Это было похоже на правду. Отец Варлаам с досады ударил себя ладонями по бёдрам, не зная, что придумать.
Отец Григорий не медлил:
— Вернёмся назад. А там и повернём.
Так и поступили. Да всё понапрасну.
Дорога назад определялась труднее, чем дорога вперёд. Солнце разогрело воздух, и земля под ногами становилась мягкой и вязкой. Пройдя какое-то расстояние, путники почувствовали, что заплутали вконец. Вдобавок ко всему раздался где-то отдалённый церковный звон. Путники было воспрянули духом, однако услышанное не смогло принести облегчения, потому что точно такой же звон раздался и с противоположной стороны, затем — и с третьей, только уже совсем тихий, очень далёкий. Звоны плыли над лесом, торжественные, печальные, как напоминание о том, что теперь-то уж нечего торопиться в Богдановку. Богача похоронят без отпевания.
Остановившись, отец Варлаам тоскливо заключил:
— Пропали требы... Эх мы...
Как бы в ответ на его слова в лесу раздался недалёкий протяжный вой. Он тоже прозвучал жалобно.
— Волки! — насторожился инок Мисаил.
— Ничего! — нисколько не падал духом отец Григорий. — Благодарите Бога, я надеялся не только на угощение в Богдановке, но и с собою кое-что прихватил. Пусть уж отец Онуфрий на нас не сетует.
И правда. В котомке у отца Григория оказалось достаточное количество хлеба и даже шматок солёного жёлтого сала. И вытащил он, конечно, не всё, было понятно. Он так и сказал:
— Что у кого завалялось — приберегите! А волки... На то и лес. Волков бояться — в лес не ходить.
Перекусив, путники приободрились.
— Нам бы только на чистое место выбраться, — вслух размышлял отец Григорий. — Чтобы по солнцу определить, куда направляться. Сказывают, и до литовского рубежа отсюда уже не так далеко.

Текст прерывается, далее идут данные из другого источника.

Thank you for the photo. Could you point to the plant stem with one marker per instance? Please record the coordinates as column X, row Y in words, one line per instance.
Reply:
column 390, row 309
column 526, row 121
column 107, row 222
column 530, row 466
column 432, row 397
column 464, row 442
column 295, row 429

— А вдруг нас за рубеж не пустят? — засомневался отец Варлаам, копаясь в своей котомке. — Не везёт мне всегда... Столько, говорено, московского люда... Так и Киева, поди, не увидим...
Над ним посмеялись.
Инок Мисаил подал голос:
— В Литве, слава Господу, голода нету... Чего ж нас туда не пускать? Аль объедим? А с нашей стороны... Баба с воза — кобыле легче! Болярам нашим после нашего ухода только жира прирастёт!
Отец Григорий хохотом подзадоривал инока на говорение, хотя он и не высоко ставил ум своего давнего знакомца. Правда, отец Григорий было содрогнулся от сказанного отцом Варлаамом. Тот заметил. Но так как отец Григорий ничем не подтвердил своей первоначальной тревоги — отец Варлаам усомнился, подумав, что ему всё это просто померещилось.
Пока товарищи сидели на поваленных деревьях, отец Григорий осмотрелся вокруг, а затем без промедления достал из котомки топор с коротким топорищем и быстро и ловко обкорнал им три дубовых побега. Получились увесистые дубины.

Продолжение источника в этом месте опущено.